2023-10-27
Plugging in the values for $\mathbb{E}[E_{in}(\vec{w})] = \sigma^{2}(1 - \frac{d+1}{N}) \geq 0.008$:
$$ \begin{aligned} \mathbb{E}[E_{in}(\vec{w})] & = \sigma^{2}(1 - \frac{d+1}{N}) \\ & = (0.1)^2(1 - \frac{9}{N}) \\ 0.01 - \frac{0.09}{N} & \geq 0.008 \\ 0.002 & \geq \frac{0.09}{N} \\ N & \geq \frac{0.09}{0.002} \\ N & \geq 45 \end{aligned} $$
We need to think about how the features affect the labels of the regions.
For any given point, it seems the closer it is to the $x_1 = 0$ line, the more it tends to be positively labeled, so being further away is an attribute that would label it more negatively. So having $\tilde{w}_1 < 0$ makes sense.
It also seems the further away from $x_2 = 0$ a point is, the more it tends to be positively labeled, especially if we compare the size of the regions going up and down to infinity. So $\tilde{w}_2 > 0$.

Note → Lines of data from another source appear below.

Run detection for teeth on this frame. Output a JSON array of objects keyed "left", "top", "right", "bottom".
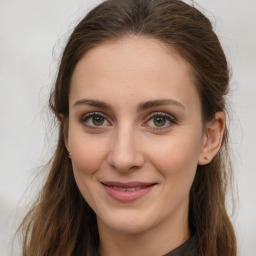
[{"left": 112, "top": 186, "right": 143, "bottom": 191}]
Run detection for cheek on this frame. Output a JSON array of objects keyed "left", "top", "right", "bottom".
[
  {"left": 147, "top": 133, "right": 199, "bottom": 185},
  {"left": 69, "top": 133, "right": 107, "bottom": 175}
]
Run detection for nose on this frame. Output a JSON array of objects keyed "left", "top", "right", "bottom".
[{"left": 107, "top": 127, "right": 145, "bottom": 172}]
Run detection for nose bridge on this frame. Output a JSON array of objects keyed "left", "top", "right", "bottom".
[{"left": 108, "top": 122, "right": 144, "bottom": 172}]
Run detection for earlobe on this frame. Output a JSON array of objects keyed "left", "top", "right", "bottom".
[
  {"left": 198, "top": 112, "right": 226, "bottom": 165},
  {"left": 60, "top": 114, "right": 70, "bottom": 156}
]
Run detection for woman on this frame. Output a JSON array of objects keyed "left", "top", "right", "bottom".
[{"left": 21, "top": 0, "right": 237, "bottom": 256}]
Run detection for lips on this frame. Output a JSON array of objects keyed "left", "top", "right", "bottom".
[{"left": 101, "top": 181, "right": 156, "bottom": 202}]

Use the formula $\frac{Q(Q+3)}{2}$ with $Q=4$.
Just use chain rule.
$$ \begin{aligned} \frac{\partial{E}}{\partial{u}} & = \frac{\partial{E}}{\partial{u}}(ue^v-2ve^{-u})^2 \\ & = 2(ue^v - 2ve^{-u})(e^v + 2ve^{-u}) \end{aligned} $$
Note that for the gradient descent implementation, we will need the other partial derivative as well, but this is just as easily calculated using chain rule, nothing crazy.
❯ python3 hw5/descent.py
10
[0.04473629 0.02395871]
❯ python3 hw5/coordinate.py
[ 6.2970759 -2.85230695]
0.13981379199615315
❯ python3 hw5/logistic.py -N 100
E_out: 0.1042528510662979
Epochs: 333.6
The update rule for PLA is $$ \vec{w}_t = \vec{w}_{t-1} + y_{n} \vec{x}_n $$
where $(\vec{x}, y)_n$ is the misclassified point.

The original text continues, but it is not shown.